All Our Yesterdays
- First edition cover
- Author: Harry Warner, Jr.
- Language: English
- Genre: Science fiction fandom, history
- Publisher: Advent (first edition), NESFA Press (second edition)
- Publication date: 1969, 2004
- Publication place: United States
- Media type: paperback, hardcover
- Pages: 370 (second edition)
- ISBN: 1-886778-13-2 (second edition)
- OCLC: 64027304
- Preceded by: Up to Now by Jack Speer, 1939
- Followed by: A Wealth of Fable by Harry Warner, Jr., 1976

= All Our Yesterdays (book) =

1969 book by Harry Warner, Jr.

All Our Yesterdays by Harry Warner, Jr., is a history of science fiction fandom of the 1940s, an essential reference work in the field.

It was originally published by Advent in 1969; the members of the World Science Fiction Society voted its author the Hugo Award for Best Fan Writer that year.
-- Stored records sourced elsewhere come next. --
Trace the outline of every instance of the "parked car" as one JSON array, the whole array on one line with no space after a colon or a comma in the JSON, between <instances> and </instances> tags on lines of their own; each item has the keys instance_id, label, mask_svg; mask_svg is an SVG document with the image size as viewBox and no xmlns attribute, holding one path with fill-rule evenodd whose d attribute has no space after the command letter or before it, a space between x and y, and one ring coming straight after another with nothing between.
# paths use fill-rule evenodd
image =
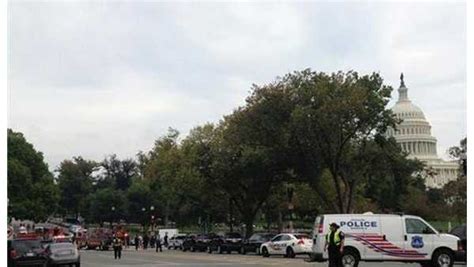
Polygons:
<instances>
[{"instance_id":1,"label":"parked car","mask_svg":"<svg viewBox=\"0 0 474 267\"><path fill-rule=\"evenodd\" d=\"M183 243L181 243L181 250L182 251L191 250L191 248L194 246L195 243L196 243L196 235L187 235L183 239Z\"/></svg>"},{"instance_id":2,"label":"parked car","mask_svg":"<svg viewBox=\"0 0 474 267\"><path fill-rule=\"evenodd\" d=\"M296 254L310 254L313 241L307 234L279 234L260 246L264 257L284 255L294 258Z\"/></svg>"},{"instance_id":3,"label":"parked car","mask_svg":"<svg viewBox=\"0 0 474 267\"><path fill-rule=\"evenodd\" d=\"M176 234L168 240L168 249L178 249L181 248L184 239L186 238L185 234Z\"/></svg>"},{"instance_id":4,"label":"parked car","mask_svg":"<svg viewBox=\"0 0 474 267\"><path fill-rule=\"evenodd\" d=\"M109 250L112 246L113 234L109 229L90 229L85 238L87 249Z\"/></svg>"},{"instance_id":5,"label":"parked car","mask_svg":"<svg viewBox=\"0 0 474 267\"><path fill-rule=\"evenodd\" d=\"M441 234L418 216L404 214L324 214L316 217L313 233L315 260L327 260L324 251L329 225L337 223L345 234L342 261L416 262L422 266L452 266L459 238ZM380 264L382 265L382 263Z\"/></svg>"},{"instance_id":6,"label":"parked car","mask_svg":"<svg viewBox=\"0 0 474 267\"><path fill-rule=\"evenodd\" d=\"M44 266L47 255L37 238L8 240L8 266Z\"/></svg>"},{"instance_id":7,"label":"parked car","mask_svg":"<svg viewBox=\"0 0 474 267\"><path fill-rule=\"evenodd\" d=\"M240 246L240 254L246 254L247 252L254 252L260 255L260 246L270 241L275 234L270 233L257 233L250 236L248 239L244 239Z\"/></svg>"},{"instance_id":8,"label":"parked car","mask_svg":"<svg viewBox=\"0 0 474 267\"><path fill-rule=\"evenodd\" d=\"M232 251L239 252L241 244L242 235L239 233L226 233L223 236L216 236L210 240L207 246L207 252L212 253L216 251L219 254L224 251L228 254L232 253Z\"/></svg>"},{"instance_id":9,"label":"parked car","mask_svg":"<svg viewBox=\"0 0 474 267\"><path fill-rule=\"evenodd\" d=\"M220 236L216 235L215 233L200 234L194 239L194 244L191 246L191 251L206 251L209 247L209 244L218 238L220 238Z\"/></svg>"},{"instance_id":10,"label":"parked car","mask_svg":"<svg viewBox=\"0 0 474 267\"><path fill-rule=\"evenodd\" d=\"M77 247L72 243L51 243L46 247L48 266L74 265L81 266L81 257Z\"/></svg>"},{"instance_id":11,"label":"parked car","mask_svg":"<svg viewBox=\"0 0 474 267\"><path fill-rule=\"evenodd\" d=\"M467 257L466 257L466 254L467 254L467 232L466 232L467 228L466 228L466 225L463 224L463 225L459 225L455 228L453 228L451 230L451 232L449 232L450 234L452 235L455 235L457 237L459 237L459 244L458 244L458 247L459 249L456 251L456 255L455 255L455 260L456 261L462 261L462 262L466 262L467 260Z\"/></svg>"}]
</instances>

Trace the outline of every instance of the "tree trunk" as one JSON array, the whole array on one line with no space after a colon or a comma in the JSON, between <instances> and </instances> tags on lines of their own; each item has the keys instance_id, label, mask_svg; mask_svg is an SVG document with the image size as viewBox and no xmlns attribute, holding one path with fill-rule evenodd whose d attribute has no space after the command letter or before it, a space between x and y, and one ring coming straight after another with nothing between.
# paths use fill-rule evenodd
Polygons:
<instances>
[{"instance_id":1,"label":"tree trunk","mask_svg":"<svg viewBox=\"0 0 474 267\"><path fill-rule=\"evenodd\" d=\"M253 216L245 216L245 237L249 238L253 235Z\"/></svg>"},{"instance_id":2,"label":"tree trunk","mask_svg":"<svg viewBox=\"0 0 474 267\"><path fill-rule=\"evenodd\" d=\"M166 206L165 206L165 218L164 218L164 224L165 228L168 227L168 219L169 219L169 213L170 213L170 201L166 200Z\"/></svg>"},{"instance_id":3,"label":"tree trunk","mask_svg":"<svg viewBox=\"0 0 474 267\"><path fill-rule=\"evenodd\" d=\"M278 211L278 232L283 232L283 214L281 214L281 211Z\"/></svg>"}]
</instances>

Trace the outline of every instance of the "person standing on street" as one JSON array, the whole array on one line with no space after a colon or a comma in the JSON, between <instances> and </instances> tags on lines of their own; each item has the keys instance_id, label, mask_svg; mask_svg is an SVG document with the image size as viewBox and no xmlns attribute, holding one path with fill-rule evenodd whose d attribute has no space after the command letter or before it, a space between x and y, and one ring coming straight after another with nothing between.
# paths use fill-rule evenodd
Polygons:
<instances>
[{"instance_id":1,"label":"person standing on street","mask_svg":"<svg viewBox=\"0 0 474 267\"><path fill-rule=\"evenodd\" d=\"M150 237L150 248L155 248L155 244L156 244L156 236L152 233L151 234L151 237Z\"/></svg>"},{"instance_id":2,"label":"person standing on street","mask_svg":"<svg viewBox=\"0 0 474 267\"><path fill-rule=\"evenodd\" d=\"M330 232L326 235L324 251L328 250L329 267L342 267L342 253L344 250L344 233L339 225L331 223Z\"/></svg>"},{"instance_id":3,"label":"person standing on street","mask_svg":"<svg viewBox=\"0 0 474 267\"><path fill-rule=\"evenodd\" d=\"M112 243L114 247L114 257L115 259L122 258L122 240L114 235L114 241Z\"/></svg>"},{"instance_id":4,"label":"person standing on street","mask_svg":"<svg viewBox=\"0 0 474 267\"><path fill-rule=\"evenodd\" d=\"M163 252L163 249L161 248L161 237L160 237L160 233L158 233L156 235L156 252L158 252L158 249L160 250L160 252Z\"/></svg>"},{"instance_id":5,"label":"person standing on street","mask_svg":"<svg viewBox=\"0 0 474 267\"><path fill-rule=\"evenodd\" d=\"M148 248L148 242L150 241L149 237L148 237L148 234L145 233L145 235L143 236L143 249L147 249Z\"/></svg>"},{"instance_id":6,"label":"person standing on street","mask_svg":"<svg viewBox=\"0 0 474 267\"><path fill-rule=\"evenodd\" d=\"M163 238L163 245L165 248L168 248L168 232L165 232L165 237Z\"/></svg>"},{"instance_id":7,"label":"person standing on street","mask_svg":"<svg viewBox=\"0 0 474 267\"><path fill-rule=\"evenodd\" d=\"M138 235L135 235L135 250L138 250L138 247L140 246L140 238L138 238Z\"/></svg>"}]
</instances>

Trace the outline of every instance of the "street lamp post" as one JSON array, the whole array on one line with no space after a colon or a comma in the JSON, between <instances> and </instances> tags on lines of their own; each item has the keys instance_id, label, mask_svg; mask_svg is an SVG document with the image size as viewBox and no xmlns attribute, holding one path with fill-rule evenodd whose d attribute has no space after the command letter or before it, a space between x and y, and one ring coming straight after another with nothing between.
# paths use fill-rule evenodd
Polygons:
<instances>
[{"instance_id":1,"label":"street lamp post","mask_svg":"<svg viewBox=\"0 0 474 267\"><path fill-rule=\"evenodd\" d=\"M289 185L287 188L286 188L286 193L287 193L287 197L288 197L288 212L289 212L289 231L290 233L293 233L293 209L294 209L294 206L293 206L293 186Z\"/></svg>"},{"instance_id":2,"label":"street lamp post","mask_svg":"<svg viewBox=\"0 0 474 267\"><path fill-rule=\"evenodd\" d=\"M151 231L154 231L155 228L155 214L153 213L155 210L154 206L150 207L150 213L151 213Z\"/></svg>"}]
</instances>

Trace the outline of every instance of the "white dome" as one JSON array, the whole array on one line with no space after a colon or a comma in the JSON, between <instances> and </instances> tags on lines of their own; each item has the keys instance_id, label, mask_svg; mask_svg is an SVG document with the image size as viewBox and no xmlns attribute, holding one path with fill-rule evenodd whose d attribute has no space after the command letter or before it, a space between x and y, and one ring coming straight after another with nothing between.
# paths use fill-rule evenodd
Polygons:
<instances>
[{"instance_id":1,"label":"white dome","mask_svg":"<svg viewBox=\"0 0 474 267\"><path fill-rule=\"evenodd\" d=\"M392 107L393 114L400 119L396 129L389 129L388 136L393 136L402 149L409 153L409 158L423 160L437 159L436 138L431 135L431 125L423 111L408 98L408 88L400 77L399 98Z\"/></svg>"},{"instance_id":2,"label":"white dome","mask_svg":"<svg viewBox=\"0 0 474 267\"><path fill-rule=\"evenodd\" d=\"M417 158L426 164L431 173L424 177L428 187L441 187L457 178L459 165L438 158L436 138L431 135L431 125L423 111L408 99L403 73L400 80L399 98L392 107L392 112L401 121L395 129L389 128L387 135L395 138L402 150L408 153L408 158Z\"/></svg>"},{"instance_id":3,"label":"white dome","mask_svg":"<svg viewBox=\"0 0 474 267\"><path fill-rule=\"evenodd\" d=\"M410 100L397 102L395 106L392 107L392 112L393 114L397 115L398 118L403 120L426 120L423 111L417 105L413 104Z\"/></svg>"}]
</instances>

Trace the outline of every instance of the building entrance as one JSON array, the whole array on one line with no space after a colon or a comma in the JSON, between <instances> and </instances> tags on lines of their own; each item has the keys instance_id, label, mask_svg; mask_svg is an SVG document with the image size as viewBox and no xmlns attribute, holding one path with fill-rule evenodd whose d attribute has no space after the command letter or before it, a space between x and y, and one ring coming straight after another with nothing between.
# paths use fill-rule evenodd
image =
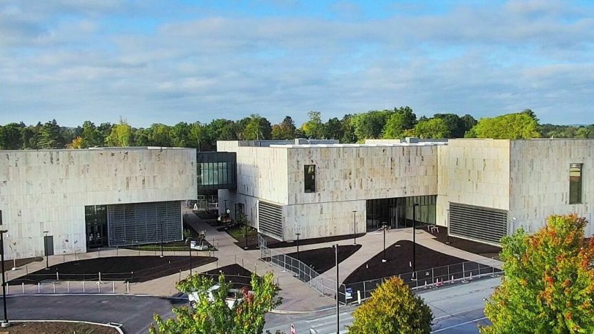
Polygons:
<instances>
[{"instance_id":1,"label":"building entrance","mask_svg":"<svg viewBox=\"0 0 594 334\"><path fill-rule=\"evenodd\" d=\"M437 195L367 199L367 231L381 228L383 223L390 228L412 227L414 204L419 204L414 217L416 226L434 224L437 200Z\"/></svg>"}]
</instances>

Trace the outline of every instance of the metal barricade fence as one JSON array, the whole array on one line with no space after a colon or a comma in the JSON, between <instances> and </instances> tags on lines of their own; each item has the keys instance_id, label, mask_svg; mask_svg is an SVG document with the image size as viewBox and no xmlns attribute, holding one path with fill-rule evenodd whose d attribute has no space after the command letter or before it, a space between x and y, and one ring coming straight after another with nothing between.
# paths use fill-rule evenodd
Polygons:
<instances>
[{"instance_id":1,"label":"metal barricade fence","mask_svg":"<svg viewBox=\"0 0 594 334\"><path fill-rule=\"evenodd\" d=\"M343 284L350 288L354 296L347 303L357 300L357 291L361 293L361 300L371 297L372 292L385 280L393 277L399 277L413 291L424 288L434 288L457 282L466 283L475 279L487 276L499 276L504 272L487 261L466 262L450 264L430 269L399 274L394 276L370 279L355 283Z\"/></svg>"}]
</instances>

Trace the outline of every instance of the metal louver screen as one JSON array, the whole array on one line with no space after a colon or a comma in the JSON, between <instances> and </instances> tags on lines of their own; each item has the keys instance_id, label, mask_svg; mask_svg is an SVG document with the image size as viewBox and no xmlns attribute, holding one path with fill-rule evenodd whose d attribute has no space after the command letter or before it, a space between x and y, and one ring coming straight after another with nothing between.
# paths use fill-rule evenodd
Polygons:
<instances>
[{"instance_id":1,"label":"metal louver screen","mask_svg":"<svg viewBox=\"0 0 594 334\"><path fill-rule=\"evenodd\" d=\"M282 239L282 207L259 202L258 204L258 224L260 232Z\"/></svg>"},{"instance_id":2,"label":"metal louver screen","mask_svg":"<svg viewBox=\"0 0 594 334\"><path fill-rule=\"evenodd\" d=\"M499 244L508 233L508 212L450 203L450 235Z\"/></svg>"},{"instance_id":3,"label":"metal louver screen","mask_svg":"<svg viewBox=\"0 0 594 334\"><path fill-rule=\"evenodd\" d=\"M162 228L164 242L182 238L179 202L109 205L107 211L111 246L159 242Z\"/></svg>"}]
</instances>

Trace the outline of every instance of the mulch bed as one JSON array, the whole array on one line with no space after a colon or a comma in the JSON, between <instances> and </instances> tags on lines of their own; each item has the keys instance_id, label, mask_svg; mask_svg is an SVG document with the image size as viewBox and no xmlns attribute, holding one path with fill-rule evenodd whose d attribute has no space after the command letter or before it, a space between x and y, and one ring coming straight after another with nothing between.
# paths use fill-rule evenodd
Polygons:
<instances>
[{"instance_id":1,"label":"mulch bed","mask_svg":"<svg viewBox=\"0 0 594 334\"><path fill-rule=\"evenodd\" d=\"M23 266L29 264L31 262L39 262L44 260L44 258L38 256L37 257L27 257L26 259L17 259L17 268L20 268ZM4 261L4 271L8 271L12 269L12 265L15 262L12 259Z\"/></svg>"},{"instance_id":2,"label":"mulch bed","mask_svg":"<svg viewBox=\"0 0 594 334\"><path fill-rule=\"evenodd\" d=\"M301 246L301 240L299 240L299 246ZM339 246L338 263L345 260L361 248L361 245ZM327 271L328 269L334 267L336 264L336 255L333 247L299 250L298 258L297 257L297 252L291 253L287 254L287 255L294 259L299 259L320 274Z\"/></svg>"},{"instance_id":3,"label":"mulch bed","mask_svg":"<svg viewBox=\"0 0 594 334\"><path fill-rule=\"evenodd\" d=\"M448 242L448 228L444 226L439 226L439 233L432 233L435 236L435 239L439 242L446 244ZM481 242L472 242L465 239L457 238L455 237L450 237L450 246L455 248L461 249L473 254L484 256L485 257L499 259L499 253L501 251L501 247L488 245Z\"/></svg>"},{"instance_id":4,"label":"mulch bed","mask_svg":"<svg viewBox=\"0 0 594 334\"><path fill-rule=\"evenodd\" d=\"M247 286L251 290L251 272L239 264L229 264L202 273L200 275L208 276L216 282L221 272L224 274L225 280L231 283L231 288L241 288Z\"/></svg>"},{"instance_id":5,"label":"mulch bed","mask_svg":"<svg viewBox=\"0 0 594 334\"><path fill-rule=\"evenodd\" d=\"M417 244L416 248L416 271L424 271L427 269L430 270L433 268L434 277L443 278L444 280L451 279L451 276L454 276L454 279L461 278L463 271L462 262L466 262L463 265L465 277L469 276L471 273L473 275L477 275L479 273L487 271L488 266L475 262L469 262L466 259L443 254L443 253L423 247L419 244ZM363 264L355 269L344 280L344 283L361 282L399 274L406 274L403 275L401 278L404 279L405 282L410 282L412 278L412 275L410 275L412 268L409 265L409 262L412 262L412 242L401 240L396 244L387 246L385 254L386 259L387 259L387 262L383 263L381 262L383 255L383 252L380 252L367 261L366 264ZM450 266L449 270L446 266ZM498 271L496 270L496 271ZM427 272L419 273L418 274L419 276L419 284L424 284L425 281L423 280L423 277L428 276L426 274ZM431 273L430 271L430 278L427 279L428 284L432 283L429 282L430 280L430 275Z\"/></svg>"},{"instance_id":6,"label":"mulch bed","mask_svg":"<svg viewBox=\"0 0 594 334\"><path fill-rule=\"evenodd\" d=\"M217 260L216 257L193 256L192 268ZM187 271L190 268L187 256L120 256L82 259L50 266L12 279L10 284L37 284L55 281L56 272L59 279L68 281L97 281L101 272L102 281L126 280L130 282L146 282Z\"/></svg>"},{"instance_id":7,"label":"mulch bed","mask_svg":"<svg viewBox=\"0 0 594 334\"><path fill-rule=\"evenodd\" d=\"M8 334L73 334L77 333L92 334L117 334L115 328L105 326L93 325L81 322L12 322L10 327L2 328L0 333Z\"/></svg>"}]
</instances>

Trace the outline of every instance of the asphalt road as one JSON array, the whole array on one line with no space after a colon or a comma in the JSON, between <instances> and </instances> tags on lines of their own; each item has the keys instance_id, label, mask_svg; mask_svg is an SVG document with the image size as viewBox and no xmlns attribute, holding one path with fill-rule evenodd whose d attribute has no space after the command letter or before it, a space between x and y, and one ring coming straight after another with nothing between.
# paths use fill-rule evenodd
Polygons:
<instances>
[{"instance_id":1,"label":"asphalt road","mask_svg":"<svg viewBox=\"0 0 594 334\"><path fill-rule=\"evenodd\" d=\"M147 333L154 313L171 317L172 305L184 302L156 297L65 295L8 297L6 303L9 320L111 322L122 324L126 333L135 334Z\"/></svg>"},{"instance_id":2,"label":"asphalt road","mask_svg":"<svg viewBox=\"0 0 594 334\"><path fill-rule=\"evenodd\" d=\"M500 278L475 281L467 284L431 290L420 295L433 311L432 332L440 334L477 333L477 324L487 324L483 309L485 299L501 282ZM355 306L344 306L340 311L340 333L345 333L346 326L351 324ZM336 333L336 310L329 309L316 313L266 316L265 329L271 333L280 330L289 333L291 324L298 333L329 334Z\"/></svg>"}]
</instances>

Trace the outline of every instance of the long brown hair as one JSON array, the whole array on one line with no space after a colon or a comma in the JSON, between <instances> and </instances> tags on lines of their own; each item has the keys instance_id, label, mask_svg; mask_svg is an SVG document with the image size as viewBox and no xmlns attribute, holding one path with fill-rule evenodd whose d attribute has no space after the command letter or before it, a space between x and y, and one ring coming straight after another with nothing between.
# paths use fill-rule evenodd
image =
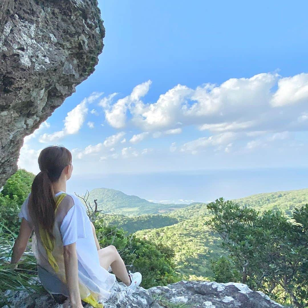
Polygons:
<instances>
[{"instance_id":1,"label":"long brown hair","mask_svg":"<svg viewBox=\"0 0 308 308\"><path fill-rule=\"evenodd\" d=\"M32 183L29 213L34 225L46 230L53 239L56 204L51 184L59 179L66 166L71 164L72 154L64 147L51 146L42 150L38 161L41 172Z\"/></svg>"}]
</instances>

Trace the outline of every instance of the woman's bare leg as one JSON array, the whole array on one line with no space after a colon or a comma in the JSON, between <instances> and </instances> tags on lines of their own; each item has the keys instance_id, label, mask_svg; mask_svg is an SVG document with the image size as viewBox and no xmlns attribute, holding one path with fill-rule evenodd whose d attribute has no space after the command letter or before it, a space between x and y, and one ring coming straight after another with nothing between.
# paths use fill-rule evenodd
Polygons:
<instances>
[{"instance_id":1,"label":"woman's bare leg","mask_svg":"<svg viewBox=\"0 0 308 308\"><path fill-rule=\"evenodd\" d=\"M100 249L98 252L101 266L108 270L110 265L115 275L127 286L129 286L131 280L127 270L116 248L113 245L110 245Z\"/></svg>"}]
</instances>

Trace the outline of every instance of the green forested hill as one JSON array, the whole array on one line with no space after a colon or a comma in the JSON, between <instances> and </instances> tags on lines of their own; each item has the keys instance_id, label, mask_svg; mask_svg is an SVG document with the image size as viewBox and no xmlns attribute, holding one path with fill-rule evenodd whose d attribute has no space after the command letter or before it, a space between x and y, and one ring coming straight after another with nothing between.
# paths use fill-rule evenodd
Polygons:
<instances>
[{"instance_id":1,"label":"green forested hill","mask_svg":"<svg viewBox=\"0 0 308 308\"><path fill-rule=\"evenodd\" d=\"M300 207L308 203L308 188L258 194L234 201L261 211L279 209L290 216L294 207Z\"/></svg>"},{"instance_id":2,"label":"green forested hill","mask_svg":"<svg viewBox=\"0 0 308 308\"><path fill-rule=\"evenodd\" d=\"M106 223L123 228L129 233L145 229L169 226L177 223L179 221L176 218L159 214L141 215L135 217L110 214L105 215L103 219Z\"/></svg>"},{"instance_id":3,"label":"green forested hill","mask_svg":"<svg viewBox=\"0 0 308 308\"><path fill-rule=\"evenodd\" d=\"M187 204L164 204L149 202L136 196L108 188L96 188L90 192L89 200L96 199L99 209L104 213L137 216L158 214L188 206Z\"/></svg>"},{"instance_id":4,"label":"green forested hill","mask_svg":"<svg viewBox=\"0 0 308 308\"><path fill-rule=\"evenodd\" d=\"M279 209L289 216L294 208L308 203L308 189L259 194L233 201L260 212ZM130 232L137 231L139 237L172 247L177 270L187 279L196 279L210 276L210 259L222 254L219 237L205 226L208 215L206 204L195 203L161 215L118 218L113 223Z\"/></svg>"},{"instance_id":5,"label":"green forested hill","mask_svg":"<svg viewBox=\"0 0 308 308\"><path fill-rule=\"evenodd\" d=\"M177 270L186 279L202 279L212 274L210 258L223 254L219 245L220 237L205 225L206 219L201 216L135 234L140 238L172 247L175 253Z\"/></svg>"}]
</instances>

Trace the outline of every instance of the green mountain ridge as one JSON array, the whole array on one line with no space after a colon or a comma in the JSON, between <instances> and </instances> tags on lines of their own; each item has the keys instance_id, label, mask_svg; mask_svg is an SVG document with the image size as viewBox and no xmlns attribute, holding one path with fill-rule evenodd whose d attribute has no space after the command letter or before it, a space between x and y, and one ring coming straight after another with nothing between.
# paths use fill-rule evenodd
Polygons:
<instances>
[{"instance_id":1,"label":"green mountain ridge","mask_svg":"<svg viewBox=\"0 0 308 308\"><path fill-rule=\"evenodd\" d=\"M89 200L97 200L98 209L104 213L128 216L158 214L172 211L187 204L155 203L136 196L129 196L119 190L95 188L89 192Z\"/></svg>"},{"instance_id":2,"label":"green mountain ridge","mask_svg":"<svg viewBox=\"0 0 308 308\"><path fill-rule=\"evenodd\" d=\"M261 212L280 210L290 217L294 208L308 203L308 188L258 194L233 201ZM110 215L104 219L138 237L172 247L177 270L188 279L195 279L210 277L210 259L224 254L219 237L205 225L210 217L206 204L195 202L163 214Z\"/></svg>"}]
</instances>

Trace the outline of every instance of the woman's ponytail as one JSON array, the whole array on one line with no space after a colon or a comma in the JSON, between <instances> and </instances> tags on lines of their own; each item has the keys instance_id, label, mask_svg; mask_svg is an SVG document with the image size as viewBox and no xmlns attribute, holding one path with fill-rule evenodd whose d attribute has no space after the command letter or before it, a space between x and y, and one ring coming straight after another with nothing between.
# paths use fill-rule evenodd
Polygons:
<instances>
[{"instance_id":1,"label":"woman's ponytail","mask_svg":"<svg viewBox=\"0 0 308 308\"><path fill-rule=\"evenodd\" d=\"M56 204L51 181L47 172L41 171L34 178L29 198L29 210L33 221L46 230L51 238Z\"/></svg>"},{"instance_id":2,"label":"woman's ponytail","mask_svg":"<svg viewBox=\"0 0 308 308\"><path fill-rule=\"evenodd\" d=\"M29 214L34 225L46 230L52 239L56 207L52 183L59 180L63 169L71 162L71 152L64 147L47 147L38 157L41 171L32 183L28 203Z\"/></svg>"}]
</instances>

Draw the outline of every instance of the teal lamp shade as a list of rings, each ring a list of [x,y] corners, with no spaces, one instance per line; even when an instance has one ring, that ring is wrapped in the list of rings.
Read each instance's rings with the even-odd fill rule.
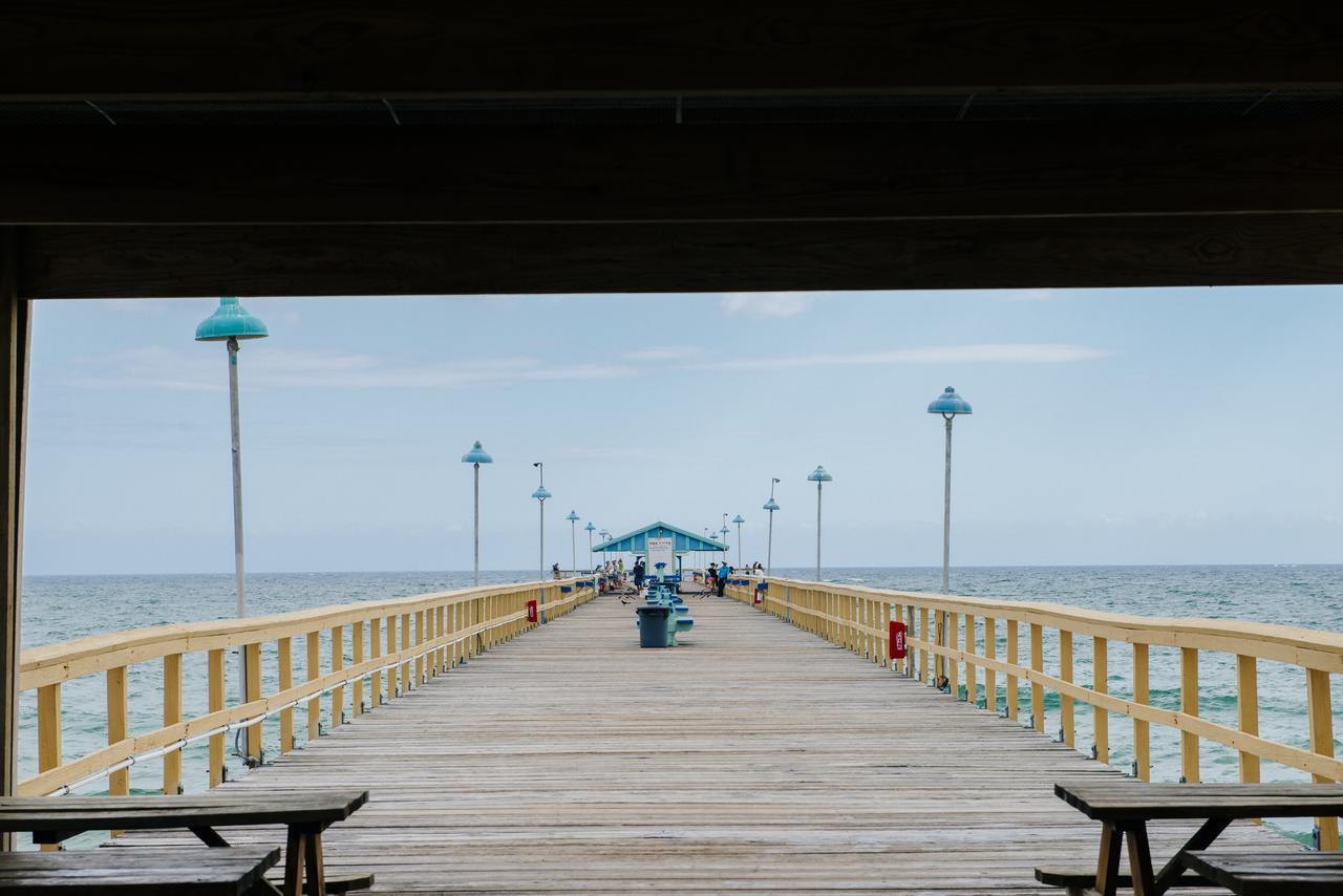
[[[197,343],[222,343],[228,339],[265,339],[270,330],[261,318],[247,312],[236,298],[224,296],[215,313],[196,326]]]
[[[950,386],[943,390],[941,395],[928,404],[929,414],[941,414],[950,416],[952,414],[972,414],[970,410],[970,402],[956,395],[956,390]]]
[[[494,458],[485,453],[481,443],[477,442],[471,446],[471,450],[462,455],[462,463],[493,463]]]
NESFA Press produced a new edition (ISBN 1-886778-13-2) with additional photographs, in 2004, after Warner's death.

Warner also wrote a related series of historical columns called "All Our Yesterdays." He later published a sequel, A Wealth of Fable, covering the 1950s, originally produced in a three-volume mimeographed edition, the first volume issued in 1976, and later expanded into hardcover form (ISBN 0-9633099-0-0) by SCIFI Press in 1992.

==Reception==
Algis Budrys praised Warner's work as "that calm, reasoned, and, I suppose, sometimes slightly prejudiced 'fan history' that the microcosm needs as a counterweight" to Sam Moskowitz's earlier The Immortal Storm.

Science fiction fan and author Mike Resnick called the book "a fabulous, informal history, covering all the high points, reporting on (for example) the initial meeting after the war between DAW (Wollheim) and SaM (the man who barred him from the first Worldcon), filled with well over 100 photos, even indexed. It's a true treasure of fannish history and anecdotes."